En 1850 James White raconta le témoignage d’un homme qui « n’avait fait aucune profession de foi publique » avant 1845 et chez lequel se produisit une évolution notable l’année qui suivit. En avril, James White affirma que la porte était fermée à « ceux qui avaient entendu le message éternel de l’Evangile et l’avait rejeté », mais il croyait que les catégories de personnes suivantes pouvaient se convertir :

  1. « les frères dans l’erreur » de l’église de Laodicée (la majorité des ex-Millérites) ;
  2. les enfants qui arrivaient en âge de choisir ;
  3. les « âmes cachées » comparées aux « sept mille » qui n’avaient pas « fléchi le genou devant Baal » (1 Rois 19:18), qui seraient converties à l’avenir, « en Son temps », lorsqu’elles entendraient ce message.
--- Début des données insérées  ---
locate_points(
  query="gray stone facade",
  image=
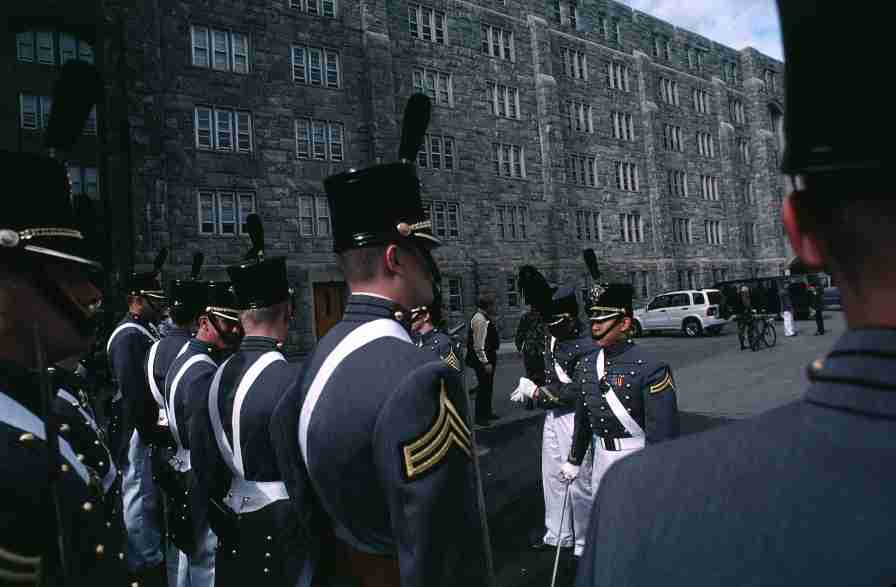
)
(377, 57)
Mais pour le moment, écrivait-il, le message était adressé à ceux de l’église de Laodicée (éditorial de la Review and Herald, 1:64 du 7 avril 1851).

En septembre, il mentionna des converties se classant dans cette troisième catégorie de personnes. En décembre, G. Holt, un pasteur de New York, écrivait que « dans certains lieux où quelques mois auparavant, on ne voyait apparemment aucun signe de la présence d’un enfant de Dieu, on pouvait désormais constater qu’ils étaient nombreux ». Au mois de février d’après, James White évoquait « de nombreuses personnes » et en mai « une grande multitude », de ceux qui n’avaient aucun lien avec le mouvement de 1844. Ces professions de foi semblent avoir modifié leur perception. Ainsi on lit sous la plume de James White en février une nouvelle conception de « la porte fermée » : « Elle représente cependant un événement primordial lié à l’église, qui devait se produire avant le retour du Seigneur des noces. Cet événement ne laisse à la porte aucun des enfants sincères de Dieu, ni ceux qui n’ont pas méchamment rejeté la lumière de la vérité, ni l’influence du Saint Esprit. » – éditorial n° 1 de la Review and Herald 2:94 du 17 février 1852.
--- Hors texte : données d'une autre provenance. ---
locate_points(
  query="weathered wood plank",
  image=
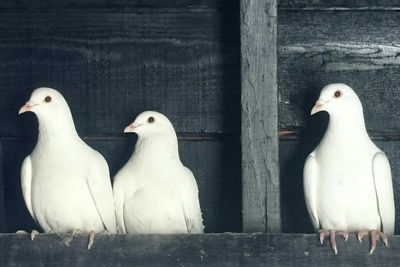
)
(292, 156)
(260, 164)
(40, 4)
(113, 64)
(194, 250)
(317, 48)
(214, 163)
(338, 4)
(2, 178)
Après avoir cité Esaïe 22:22 et Apocalypse 3:7 à 8 sur la porte ouverte et la porte fermée, il poursuit :

« Nous enseignons cette porte ouverte et nous invitons ceux qui ont des oreilles à entendre, à y venir et à trouver le salut en Jésus Christ. On trouve une gloire immense dans la conviction que Jésus A OUVERT LA PORTE du plus Saint des saints. (…) Si l’on dit que l’on croit à la théorie de la PORTE OUVERTE et du sabbat du septième jour, nous ne nous y opposerons pas, car telle est notre foi. » – idem, 95.

[Tiré de Seventh-Day Adventist Encyclopedia, Second Revised Edition, Commentary Reference Series volume 11 (Hagerstown, Maryland: Review and Herald Publishing Association, 1996), pages 249 à 252.]